Question

When compiler compiles source (e.g. *.cpp) file, it creates object file (e.g. *.o), so that later it will be linked to other .o and .so (.lib files for Windows) files and will constitute the executable file.

Now for analogical situation for not compiling header files each time it creates some .pch files so that it will be linked it by the linker then.

Now if in the scope of a Visula Studio project it is defined a precompiled header, then why Visual Studio complains with an error (e.g. **fatal error C1010: unexpected end of file while looking for precompiled header. Did you forget to add '#include "stdafx.h"' to your source?**) that the header file is not included into the .cpp file.

By summarizing, here are my questions:

  1. Why in each .cpp file the precompiled header of the project is necessary?
  2. How does the requirement of presence of precompiled header in each compilation unit optimizes the compilation process? In other words, what is the benefit of this requirement? (It could be up to the user to decide where to include, where not!)
  3. If precompiled header is included into a .cpp file, which uses only 2% of what is in .pch file, then the remaining 98% will be added to corresponding .o file to?
Was it helpful?

Solution

Why in each .cpp file the precompiled header of the project is necessary?

Because you asked for it. If you don't want to use it then you need to change the option for the .cpp file. Right-click it, Properties, C/C++, Precompiled Headers, "Create/Use" = "Not using precompiled headers". The default setting is "Use". There's little point in doing this.

How does the precompiled header in each compilation unit optimizes the compilation process?

By not having to parse the #includes. Particularly useful when you #include <windows.h>. Time saved is in the order of seconds, on large projects with hundreds of .cpp files that adds up to many minutes. It is by far the cheapest way to speed up the compiler with no loss of quality on the generated code.

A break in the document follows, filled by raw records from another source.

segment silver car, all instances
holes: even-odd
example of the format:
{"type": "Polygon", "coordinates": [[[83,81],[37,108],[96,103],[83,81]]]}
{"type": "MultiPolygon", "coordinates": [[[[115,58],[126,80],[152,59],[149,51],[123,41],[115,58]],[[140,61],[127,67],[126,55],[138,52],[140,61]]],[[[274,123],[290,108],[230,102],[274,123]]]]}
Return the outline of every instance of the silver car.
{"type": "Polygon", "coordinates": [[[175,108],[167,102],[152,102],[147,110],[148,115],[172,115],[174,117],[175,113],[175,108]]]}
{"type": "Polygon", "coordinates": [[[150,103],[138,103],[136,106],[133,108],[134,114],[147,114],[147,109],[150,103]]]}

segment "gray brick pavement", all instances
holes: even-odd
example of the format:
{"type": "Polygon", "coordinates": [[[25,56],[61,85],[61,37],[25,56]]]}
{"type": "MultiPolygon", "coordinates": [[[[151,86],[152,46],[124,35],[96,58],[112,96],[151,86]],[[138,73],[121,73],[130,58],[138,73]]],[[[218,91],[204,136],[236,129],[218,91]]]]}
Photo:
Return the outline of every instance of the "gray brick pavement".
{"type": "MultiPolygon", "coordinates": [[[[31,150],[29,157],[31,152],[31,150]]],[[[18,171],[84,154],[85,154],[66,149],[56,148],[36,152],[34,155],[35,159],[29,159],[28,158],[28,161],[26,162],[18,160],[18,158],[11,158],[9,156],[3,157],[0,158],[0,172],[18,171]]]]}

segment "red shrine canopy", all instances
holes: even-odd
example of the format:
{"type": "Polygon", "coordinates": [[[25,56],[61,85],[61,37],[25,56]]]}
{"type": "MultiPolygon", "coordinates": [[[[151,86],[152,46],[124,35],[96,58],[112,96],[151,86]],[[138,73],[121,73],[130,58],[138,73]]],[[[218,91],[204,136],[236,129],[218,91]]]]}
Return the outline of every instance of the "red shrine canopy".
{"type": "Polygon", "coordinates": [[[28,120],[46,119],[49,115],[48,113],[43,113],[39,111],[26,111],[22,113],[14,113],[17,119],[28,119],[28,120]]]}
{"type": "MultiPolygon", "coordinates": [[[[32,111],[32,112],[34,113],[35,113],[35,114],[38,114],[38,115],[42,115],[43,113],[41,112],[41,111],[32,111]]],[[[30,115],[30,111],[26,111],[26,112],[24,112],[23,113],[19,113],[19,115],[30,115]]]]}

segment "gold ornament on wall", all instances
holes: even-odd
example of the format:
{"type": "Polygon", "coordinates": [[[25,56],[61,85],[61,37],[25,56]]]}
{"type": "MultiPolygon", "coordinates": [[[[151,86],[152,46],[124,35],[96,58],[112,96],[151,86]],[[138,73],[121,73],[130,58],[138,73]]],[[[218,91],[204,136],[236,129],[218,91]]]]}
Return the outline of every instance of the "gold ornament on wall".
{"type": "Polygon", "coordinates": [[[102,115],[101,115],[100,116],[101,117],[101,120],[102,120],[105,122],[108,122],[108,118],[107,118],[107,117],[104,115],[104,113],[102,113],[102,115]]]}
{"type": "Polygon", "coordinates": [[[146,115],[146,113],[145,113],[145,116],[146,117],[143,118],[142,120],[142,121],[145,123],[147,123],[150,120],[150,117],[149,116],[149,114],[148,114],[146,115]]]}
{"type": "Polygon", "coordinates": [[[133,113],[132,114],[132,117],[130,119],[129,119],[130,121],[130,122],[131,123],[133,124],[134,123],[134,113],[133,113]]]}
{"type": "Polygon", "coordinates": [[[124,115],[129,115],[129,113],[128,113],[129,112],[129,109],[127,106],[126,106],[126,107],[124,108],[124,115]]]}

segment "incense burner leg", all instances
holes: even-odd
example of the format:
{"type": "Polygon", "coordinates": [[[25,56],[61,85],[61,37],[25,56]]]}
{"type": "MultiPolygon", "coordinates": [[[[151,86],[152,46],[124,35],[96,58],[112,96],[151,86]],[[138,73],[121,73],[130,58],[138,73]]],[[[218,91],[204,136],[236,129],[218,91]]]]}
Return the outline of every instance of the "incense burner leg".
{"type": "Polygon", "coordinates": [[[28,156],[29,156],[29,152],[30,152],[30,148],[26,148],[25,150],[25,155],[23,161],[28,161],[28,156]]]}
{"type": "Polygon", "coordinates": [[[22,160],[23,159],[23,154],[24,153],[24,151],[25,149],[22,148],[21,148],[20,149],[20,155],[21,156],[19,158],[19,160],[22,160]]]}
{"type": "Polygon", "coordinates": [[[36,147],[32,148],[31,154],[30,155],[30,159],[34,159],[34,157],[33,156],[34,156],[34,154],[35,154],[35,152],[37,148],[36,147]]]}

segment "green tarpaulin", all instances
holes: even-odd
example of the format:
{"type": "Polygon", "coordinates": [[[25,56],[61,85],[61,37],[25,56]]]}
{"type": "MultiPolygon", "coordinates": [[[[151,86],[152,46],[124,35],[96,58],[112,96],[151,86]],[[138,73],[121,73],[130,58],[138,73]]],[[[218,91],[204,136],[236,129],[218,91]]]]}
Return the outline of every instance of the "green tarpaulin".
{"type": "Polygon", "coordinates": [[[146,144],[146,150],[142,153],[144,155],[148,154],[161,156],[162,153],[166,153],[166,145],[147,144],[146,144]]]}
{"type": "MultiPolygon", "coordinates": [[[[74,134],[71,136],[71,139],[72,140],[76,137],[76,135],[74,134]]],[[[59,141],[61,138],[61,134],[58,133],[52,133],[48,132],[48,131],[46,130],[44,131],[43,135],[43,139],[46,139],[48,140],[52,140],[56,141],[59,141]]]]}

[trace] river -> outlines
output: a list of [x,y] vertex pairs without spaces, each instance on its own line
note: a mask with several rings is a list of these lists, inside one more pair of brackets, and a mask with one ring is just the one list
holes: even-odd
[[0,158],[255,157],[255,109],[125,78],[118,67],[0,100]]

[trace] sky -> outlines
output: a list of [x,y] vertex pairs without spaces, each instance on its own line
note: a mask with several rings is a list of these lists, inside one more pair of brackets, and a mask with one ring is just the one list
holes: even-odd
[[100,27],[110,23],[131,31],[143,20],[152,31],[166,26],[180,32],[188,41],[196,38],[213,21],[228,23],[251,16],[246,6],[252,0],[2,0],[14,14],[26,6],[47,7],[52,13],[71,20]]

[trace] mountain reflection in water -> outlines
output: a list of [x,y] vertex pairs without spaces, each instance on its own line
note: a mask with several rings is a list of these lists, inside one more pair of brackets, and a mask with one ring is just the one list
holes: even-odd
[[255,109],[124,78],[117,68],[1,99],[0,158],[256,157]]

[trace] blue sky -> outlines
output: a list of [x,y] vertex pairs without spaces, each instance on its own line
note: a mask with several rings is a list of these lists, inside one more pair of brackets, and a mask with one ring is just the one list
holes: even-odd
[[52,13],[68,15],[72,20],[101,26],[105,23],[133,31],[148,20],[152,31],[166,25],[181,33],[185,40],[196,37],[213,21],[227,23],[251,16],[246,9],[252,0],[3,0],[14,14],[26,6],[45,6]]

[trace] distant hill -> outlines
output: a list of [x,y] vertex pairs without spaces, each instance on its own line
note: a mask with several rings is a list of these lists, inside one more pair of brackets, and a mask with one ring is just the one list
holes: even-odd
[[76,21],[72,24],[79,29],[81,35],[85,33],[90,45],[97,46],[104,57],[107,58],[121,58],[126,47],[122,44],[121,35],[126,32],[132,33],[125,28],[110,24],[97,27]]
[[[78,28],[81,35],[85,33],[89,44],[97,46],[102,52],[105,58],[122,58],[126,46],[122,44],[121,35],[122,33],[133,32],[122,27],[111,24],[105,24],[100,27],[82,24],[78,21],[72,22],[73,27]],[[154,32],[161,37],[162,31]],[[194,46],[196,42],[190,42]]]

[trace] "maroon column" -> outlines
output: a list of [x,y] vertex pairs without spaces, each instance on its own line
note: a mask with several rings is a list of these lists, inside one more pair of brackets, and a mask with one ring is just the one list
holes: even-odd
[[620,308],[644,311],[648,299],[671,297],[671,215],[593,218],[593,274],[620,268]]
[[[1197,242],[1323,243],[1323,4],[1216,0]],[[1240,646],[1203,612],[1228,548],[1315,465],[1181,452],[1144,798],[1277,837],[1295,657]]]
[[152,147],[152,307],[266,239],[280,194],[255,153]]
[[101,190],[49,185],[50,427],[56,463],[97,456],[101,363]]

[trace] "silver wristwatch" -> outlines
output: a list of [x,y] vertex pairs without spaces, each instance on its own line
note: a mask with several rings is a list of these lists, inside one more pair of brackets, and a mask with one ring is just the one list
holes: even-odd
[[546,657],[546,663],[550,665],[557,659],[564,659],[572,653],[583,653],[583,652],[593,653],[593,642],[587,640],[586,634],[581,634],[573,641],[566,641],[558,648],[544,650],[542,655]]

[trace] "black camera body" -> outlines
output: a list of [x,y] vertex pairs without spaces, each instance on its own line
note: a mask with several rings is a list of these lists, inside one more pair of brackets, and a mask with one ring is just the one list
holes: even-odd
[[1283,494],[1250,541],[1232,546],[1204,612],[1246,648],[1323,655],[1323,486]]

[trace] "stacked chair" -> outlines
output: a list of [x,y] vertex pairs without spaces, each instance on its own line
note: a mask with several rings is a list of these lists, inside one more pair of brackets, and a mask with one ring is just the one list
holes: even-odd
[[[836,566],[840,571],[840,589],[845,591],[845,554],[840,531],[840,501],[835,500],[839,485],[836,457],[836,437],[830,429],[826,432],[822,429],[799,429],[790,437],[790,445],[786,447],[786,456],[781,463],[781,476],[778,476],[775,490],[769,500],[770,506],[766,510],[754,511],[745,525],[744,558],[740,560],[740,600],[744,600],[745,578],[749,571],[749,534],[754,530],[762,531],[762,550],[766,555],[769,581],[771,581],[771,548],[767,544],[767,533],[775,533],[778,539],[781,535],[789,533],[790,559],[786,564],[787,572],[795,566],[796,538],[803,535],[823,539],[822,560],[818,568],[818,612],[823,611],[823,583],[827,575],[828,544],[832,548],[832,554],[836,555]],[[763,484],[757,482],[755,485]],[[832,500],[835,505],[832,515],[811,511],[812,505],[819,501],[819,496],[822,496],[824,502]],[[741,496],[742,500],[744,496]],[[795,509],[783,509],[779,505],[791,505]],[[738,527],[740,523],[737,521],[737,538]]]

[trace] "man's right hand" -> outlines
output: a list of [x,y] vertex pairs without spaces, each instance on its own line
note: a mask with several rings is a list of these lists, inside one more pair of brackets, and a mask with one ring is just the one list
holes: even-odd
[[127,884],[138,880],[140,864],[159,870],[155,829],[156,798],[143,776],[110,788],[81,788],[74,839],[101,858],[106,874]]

then the remaining 98% will be added to corresponding .o file to?

Of course not.

OTHER TIPS

  1. It's not actually necessary to include the precompiled header in every compilation unit. You can set the "not using precompiled header" setting for a single file in the C/C++->Precompiled Headers properties section for that file. This is a lot of work though, and I've never known anyone to do it in production code.
  2. The optimization is that the precompiled header is built just once and the whole shebang is reused for all compilation units without recompiling / re-including (sort of). If you have a set of files that are included a lot of times this can save much compilation time. See The Care And Feeding of Precompiled Headers too.
  3. No, you don't get superfluous file contents, just like you don't when static-linking.
  1. I guess your question means "why can't the compiler assume that this header is always there if it is mandatory". The reason is that VS does not want to deviate from the standard so much. If your .cpp file is using something from a header file, it must include it. This way your file will compile exactly the same even if you turn off precompiled headers (only it will take longer).
  2. As others have said, you can explicitly disable precompiled headers for individual files if you want. The idea is that you should only include in the precompiled header those elements that you are using in most, if not all of your files.
  3. No, the resulting object code should be the same regardless of the header being precompiled or not.